Conservation of Arctic Flora and Fauna (CAFF), the biodiversity Working Group of the Arctic Council, met for their bi-annual meeting in Kirkenes, Norway from February 2-4. During the meeting meaningful progress was made on several ongoing initiatives such as the Arctic Invasive Alien Species project which will be presented to Arctic Council Senior Arctic Officials at the upcoming meeting 16-17 March in Fairbanks, Alaska.
Attendees at the meeting included representatives from all eight Arctic Council Member States, two indigenous Permanent Participant organizations (the Saami Council and the Inuit Circumpolar Council), and seven accredited Arctic Council Observer states and organizations.
Delegates were updated on the progress of the current priority project State of the Arctic Marine Biodiversity Report (SAMBR). The Marine Steering Group of the Circumpolar Biodiversity Monitoring Program (CBMP), the cornerstone program of CAFF, is producing the SAMBR as the first major reporting product from the implementation of the CBMP’s Arctic Marine Biodiversity Monitoring Plan. Where possible, it will present baselines and trends in Arctic marine biodiversity at different trophic levels and Arctic Marine Areas that have been identified in the Arctic Marine Biodiversity Monitoring Plan. The SAMBR report is set to be a major CAFF deliverable for the spring 2017 Arctic Council Ministerial Meeting in Fairbanks.

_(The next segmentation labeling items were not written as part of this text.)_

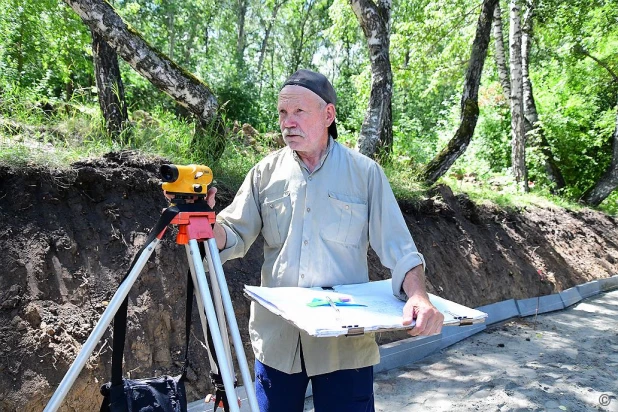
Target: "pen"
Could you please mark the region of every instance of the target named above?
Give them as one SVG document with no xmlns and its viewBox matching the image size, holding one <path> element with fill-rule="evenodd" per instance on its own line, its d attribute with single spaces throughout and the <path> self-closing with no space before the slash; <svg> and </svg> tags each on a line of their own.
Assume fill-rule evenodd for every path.
<svg viewBox="0 0 618 412">
<path fill-rule="evenodd" d="M 341 323 L 341 317 L 339 317 L 341 312 L 339 312 L 339 308 L 337 307 L 337 305 L 335 305 L 335 302 L 333 302 L 333 300 L 330 298 L 330 296 L 326 296 L 326 300 L 328 301 L 328 304 L 330 305 L 330 307 L 335 309 L 335 312 L 336 312 L 335 318 L 337 319 L 338 322 Z"/>
</svg>

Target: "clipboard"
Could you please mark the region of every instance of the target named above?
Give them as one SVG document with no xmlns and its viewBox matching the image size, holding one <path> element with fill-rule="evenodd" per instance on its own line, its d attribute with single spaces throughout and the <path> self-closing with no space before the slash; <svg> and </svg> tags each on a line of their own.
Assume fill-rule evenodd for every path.
<svg viewBox="0 0 618 412">
<path fill-rule="evenodd" d="M 331 290 L 332 289 L 332 290 Z M 405 302 L 393 296 L 391 280 L 327 288 L 247 286 L 245 295 L 315 337 L 357 336 L 365 333 L 412 329 L 402 324 Z M 309 306 L 315 299 L 346 301 L 356 305 Z M 444 315 L 444 326 L 483 323 L 487 314 L 429 294 Z"/>
</svg>

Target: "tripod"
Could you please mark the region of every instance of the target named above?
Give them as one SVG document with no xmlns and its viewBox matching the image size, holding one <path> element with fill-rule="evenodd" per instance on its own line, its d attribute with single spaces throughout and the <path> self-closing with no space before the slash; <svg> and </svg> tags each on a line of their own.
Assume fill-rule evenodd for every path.
<svg viewBox="0 0 618 412">
<path fill-rule="evenodd" d="M 247 391 L 247 398 L 249 400 L 251 412 L 259 412 L 255 390 L 253 388 L 252 379 L 249 372 L 249 365 L 247 364 L 247 358 L 242 346 L 238 324 L 236 322 L 234 309 L 232 307 L 232 300 L 225 281 L 225 275 L 223 274 L 223 266 L 221 264 L 219 250 L 217 248 L 211 226 L 215 222 L 215 213 L 212 211 L 206 211 L 207 209 L 209 210 L 205 204 L 203 207 L 200 207 L 200 204 L 196 204 L 196 207 L 188 209 L 190 211 L 180 211 L 176 206 L 173 206 L 166 209 L 164 211 L 164 215 L 170 215 L 168 212 L 171 211 L 174 216 L 171 220 L 171 224 L 178 226 L 176 243 L 179 245 L 185 245 L 189 269 L 193 284 L 195 285 L 194 293 L 199 308 L 202 330 L 204 332 L 204 341 L 208 341 L 206 329 L 208 325 L 212 335 L 215 354 L 219 362 L 220 370 L 218 372 L 223 380 L 225 393 L 227 394 L 229 400 L 228 403 L 230 410 L 231 412 L 238 412 L 240 407 L 236 402 L 236 399 L 234 399 L 236 391 L 234 388 L 234 370 L 228 334 L 222 333 L 222 331 L 225 332 L 227 330 L 226 319 L 230 325 L 230 334 L 232 336 L 232 342 L 234 344 L 242 379 Z M 56 392 L 49 400 L 44 412 L 55 412 L 62 404 L 62 401 L 71 389 L 71 386 L 79 376 L 79 373 L 84 368 L 97 343 L 101 340 L 105 330 L 114 318 L 118 308 L 122 305 L 129 293 L 129 290 L 150 258 L 150 255 L 152 255 L 152 252 L 155 250 L 157 244 L 161 241 L 166 227 L 167 224 L 158 224 L 153 229 L 152 234 L 156 234 L 156 237 L 154 237 L 154 239 L 142 249 L 125 280 L 120 284 L 109 305 L 101 315 L 99 322 L 96 324 L 94 330 L 82 346 L 81 351 L 78 353 L 77 357 L 73 361 L 73 364 L 71 364 L 68 372 L 60 382 Z M 213 287 L 213 296 L 215 299 L 214 304 L 213 298 L 210 294 L 208 280 L 206 279 L 204 262 L 200 254 L 198 242 L 205 242 L 207 246 L 205 248 L 205 257 L 208 263 L 211 284 Z M 212 362 L 211 357 L 211 365 L 213 364 L 214 363 Z"/>
</svg>

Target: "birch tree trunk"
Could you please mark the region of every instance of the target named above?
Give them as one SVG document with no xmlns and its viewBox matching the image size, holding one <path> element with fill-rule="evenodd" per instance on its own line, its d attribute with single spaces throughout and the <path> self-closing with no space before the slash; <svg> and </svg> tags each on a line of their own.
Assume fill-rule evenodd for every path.
<svg viewBox="0 0 618 412">
<path fill-rule="evenodd" d="M 275 20 L 277 19 L 277 14 L 279 13 L 279 9 L 281 8 L 281 6 L 283 6 L 287 2 L 288 0 L 281 0 L 281 1 L 275 2 L 275 5 L 273 6 L 273 11 L 270 15 L 270 20 L 268 21 L 268 24 L 266 25 L 266 30 L 264 32 L 264 38 L 262 38 L 262 45 L 260 46 L 258 73 L 262 73 L 262 67 L 264 65 L 264 56 L 266 55 L 266 47 L 268 46 L 268 39 L 270 38 L 270 33 L 272 32 L 273 25 L 275 24 Z"/>
<path fill-rule="evenodd" d="M 217 99 L 208 86 L 148 44 L 104 0 L 64 0 L 92 32 L 99 34 L 129 65 L 159 90 L 193 113 L 204 128 L 223 136 Z M 217 144 L 224 144 L 221 138 Z M 221 147 L 212 148 L 215 153 Z"/>
<path fill-rule="evenodd" d="M 500 85 L 502 85 L 504 98 L 510 106 L 511 80 L 509 79 L 509 68 L 506 65 L 506 53 L 504 52 L 504 34 L 502 32 L 502 8 L 500 7 L 500 1 L 496 3 L 496 8 L 494 9 L 493 32 L 496 67 L 498 68 L 498 78 L 500 79 Z"/>
<path fill-rule="evenodd" d="M 391 0 L 350 0 L 371 61 L 371 94 L 356 149 L 368 157 L 393 146 L 393 73 L 390 61 Z"/>
<path fill-rule="evenodd" d="M 105 119 L 107 133 L 116 140 L 129 119 L 118 57 L 114 49 L 97 32 L 91 31 L 91 34 L 99 106 Z"/>
<path fill-rule="evenodd" d="M 472 43 L 472 51 L 470 52 L 464 90 L 461 96 L 459 128 L 448 145 L 425 167 L 423 177 L 427 184 L 435 183 L 447 172 L 459 156 L 466 151 L 474 135 L 474 129 L 479 117 L 479 85 L 481 83 L 485 58 L 487 57 L 492 27 L 491 22 L 496 4 L 498 4 L 498 0 L 483 0 L 481 14 L 476 25 L 476 35 Z"/>
<path fill-rule="evenodd" d="M 543 128 L 539 125 L 539 115 L 536 110 L 534 93 L 532 92 L 532 81 L 530 80 L 530 47 L 532 44 L 532 18 L 534 15 L 534 2 L 527 1 L 526 12 L 524 13 L 524 23 L 521 39 L 522 57 L 522 78 L 523 78 L 523 103 L 524 103 L 524 128 L 527 137 L 532 134 L 538 138 L 538 145 L 544 157 L 544 167 L 547 178 L 553 183 L 551 189 L 553 193 L 558 192 L 566 186 L 562 172 L 554 160 L 549 142 L 545 137 Z"/>
<path fill-rule="evenodd" d="M 236 38 L 236 65 L 242 69 L 245 65 L 245 19 L 247 17 L 247 0 L 238 0 L 238 35 Z"/>
<path fill-rule="evenodd" d="M 616 79 L 618 81 L 618 79 Z M 583 201 L 592 206 L 601 204 L 618 187 L 618 102 L 616 102 L 616 126 L 612 136 L 612 163 L 601 179 L 590 188 L 584 196 Z"/>
<path fill-rule="evenodd" d="M 518 0 L 510 0 L 511 163 L 520 190 L 528 192 L 521 60 L 521 16 Z"/>
</svg>

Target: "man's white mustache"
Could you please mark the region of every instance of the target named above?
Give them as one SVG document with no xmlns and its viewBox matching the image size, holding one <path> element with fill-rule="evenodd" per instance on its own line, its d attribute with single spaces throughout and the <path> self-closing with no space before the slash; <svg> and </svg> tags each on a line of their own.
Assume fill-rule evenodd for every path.
<svg viewBox="0 0 618 412">
<path fill-rule="evenodd" d="M 289 135 L 305 137 L 305 134 L 303 132 L 301 132 L 300 130 L 295 130 L 295 129 L 283 129 L 282 134 L 284 138 L 288 137 Z"/>
</svg>

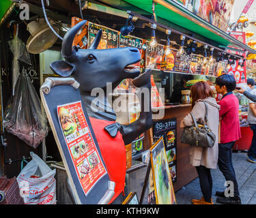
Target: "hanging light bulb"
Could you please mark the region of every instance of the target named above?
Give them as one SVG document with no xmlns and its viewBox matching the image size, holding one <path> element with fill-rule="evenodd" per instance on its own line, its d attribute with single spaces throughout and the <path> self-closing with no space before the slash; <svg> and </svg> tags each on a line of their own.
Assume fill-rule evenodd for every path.
<svg viewBox="0 0 256 218">
<path fill-rule="evenodd" d="M 182 55 L 183 53 L 184 52 L 184 40 L 185 40 L 185 37 L 184 35 L 180 36 L 180 40 L 182 40 L 182 43 L 180 46 L 180 49 L 177 52 L 177 54 L 178 56 Z"/>
<path fill-rule="evenodd" d="M 230 65 L 230 61 L 229 61 L 229 59 L 230 59 L 230 55 L 229 54 L 229 55 L 227 55 L 227 69 L 229 69 L 231 67 L 231 66 Z"/>
<path fill-rule="evenodd" d="M 197 45 L 196 42 L 197 42 L 195 40 L 193 41 L 192 43 L 190 43 L 189 40 L 188 41 L 187 44 L 190 44 L 190 46 L 186 50 L 186 54 L 188 55 L 190 55 L 192 53 L 195 52 L 195 51 L 197 50 Z"/>
<path fill-rule="evenodd" d="M 210 60 L 209 60 L 209 61 L 211 62 L 211 63 L 214 61 L 214 58 L 213 58 L 213 50 L 214 50 L 214 48 L 210 48 L 211 52 L 210 52 Z"/>
<path fill-rule="evenodd" d="M 165 55 L 169 55 L 171 54 L 171 49 L 170 49 L 170 39 L 169 38 L 169 35 L 171 34 L 171 31 L 169 29 L 167 29 L 166 31 L 167 34 L 167 43 L 166 43 L 166 49 L 165 51 Z"/>
<path fill-rule="evenodd" d="M 167 37 L 167 46 L 166 46 L 166 49 L 165 51 L 165 54 L 166 55 L 169 55 L 171 54 L 171 49 L 170 49 L 170 40 L 169 37 Z"/>
<path fill-rule="evenodd" d="M 157 42 L 156 40 L 156 33 L 154 29 L 152 29 L 152 33 L 151 34 L 151 40 L 150 40 L 150 45 L 151 47 L 154 47 L 154 48 L 156 47 L 157 46 Z"/>
</svg>

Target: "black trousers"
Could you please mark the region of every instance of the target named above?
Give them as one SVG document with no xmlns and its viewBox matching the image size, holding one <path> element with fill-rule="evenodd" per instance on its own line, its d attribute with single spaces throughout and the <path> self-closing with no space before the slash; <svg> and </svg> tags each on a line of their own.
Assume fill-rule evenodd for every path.
<svg viewBox="0 0 256 218">
<path fill-rule="evenodd" d="M 232 181 L 234 196 L 239 196 L 238 185 L 232 163 L 232 148 L 235 142 L 218 144 L 218 166 L 226 181 Z"/>
<path fill-rule="evenodd" d="M 195 168 L 199 178 L 200 187 L 204 200 L 208 202 L 211 202 L 212 194 L 212 178 L 210 169 L 201 165 L 196 166 Z"/>
</svg>

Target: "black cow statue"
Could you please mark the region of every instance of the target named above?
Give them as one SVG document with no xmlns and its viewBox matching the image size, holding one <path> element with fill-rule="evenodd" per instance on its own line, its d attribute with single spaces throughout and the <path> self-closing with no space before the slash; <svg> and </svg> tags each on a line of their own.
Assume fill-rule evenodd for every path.
<svg viewBox="0 0 256 218">
<path fill-rule="evenodd" d="M 72 46 L 74 38 L 86 22 L 80 22 L 65 35 L 61 50 L 65 61 L 52 63 L 51 68 L 61 76 L 72 77 L 80 83 L 82 100 L 109 178 L 115 183 L 115 195 L 109 202 L 111 203 L 124 189 L 126 170 L 125 145 L 150 129 L 153 123 L 150 105 L 151 72 L 148 70 L 139 76 L 139 69 L 131 65 L 141 60 L 139 50 L 137 48 L 97 50 L 101 39 L 101 29 L 88 49 Z M 108 102 L 106 92 L 107 82 L 111 82 L 114 89 L 125 78 L 134 79 L 132 83 L 137 87 L 136 94 L 141 104 L 139 118 L 127 125 L 115 122 L 116 115 Z M 91 103 L 96 97 L 91 96 L 91 92 L 95 88 L 101 88 L 105 93 L 104 97 L 99 99 L 99 105 L 102 105 L 102 110 L 96 112 L 91 108 Z M 147 96 L 142 91 L 143 89 L 148 91 Z M 145 102 L 147 102 L 147 105 Z M 147 106 L 148 110 L 145 111 Z"/>
</svg>

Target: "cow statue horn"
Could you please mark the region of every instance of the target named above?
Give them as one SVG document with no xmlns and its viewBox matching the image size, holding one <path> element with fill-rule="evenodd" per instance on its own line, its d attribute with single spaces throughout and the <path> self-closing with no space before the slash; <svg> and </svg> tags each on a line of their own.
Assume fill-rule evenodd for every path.
<svg viewBox="0 0 256 218">
<path fill-rule="evenodd" d="M 79 22 L 65 34 L 62 41 L 61 54 L 66 59 L 71 61 L 70 57 L 75 57 L 75 50 L 72 48 L 73 41 L 79 31 L 84 27 L 87 22 L 87 20 L 83 20 Z"/>
</svg>

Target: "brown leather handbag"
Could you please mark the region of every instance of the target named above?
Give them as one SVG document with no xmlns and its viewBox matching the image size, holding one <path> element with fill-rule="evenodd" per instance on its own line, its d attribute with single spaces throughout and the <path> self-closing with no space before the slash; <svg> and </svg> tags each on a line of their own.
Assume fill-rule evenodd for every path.
<svg viewBox="0 0 256 218">
<path fill-rule="evenodd" d="M 206 103 L 202 101 L 205 106 L 205 123 L 208 122 L 208 107 Z M 212 148 L 216 140 L 216 136 L 207 124 L 198 123 L 192 112 L 190 112 L 194 122 L 194 125 L 184 128 L 181 142 L 192 146 Z"/>
</svg>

In addition, options to follow-up on the Arctic Migratory Birds Initiative (AMBI) were considered and the Observer delegate for South Korea presented a recent translation of the AMBI Work Plan 2015-2019 into Korean (to be published on CAFF’s publications page shortly).
The popular CAFF Educational Toolkits for schoolchildren and teachers on Life Linked to Tundra, Life Linked to Spring, and Life Linked to Ponds have now been translated into French, Inuktitut, and Russian, with more translations in progress and a potential expansion of the educational effort was discussed.
After the meeting ended, delegates were invited to a “Lavvu dialogue” hosted by the Association of World Reindeer Herders (AWRH), an Arctic Council Observer organization. Participants were invited into a traditional Saami-style tent called a lavvu and had the opportunity to learn from several local reindeer herders about their traditions and livelihoods. While everyone tasted specialty dishes made of reindeer meat, the reindeer herders expressed both their hopes and their concerns for the future in a changing Arctic.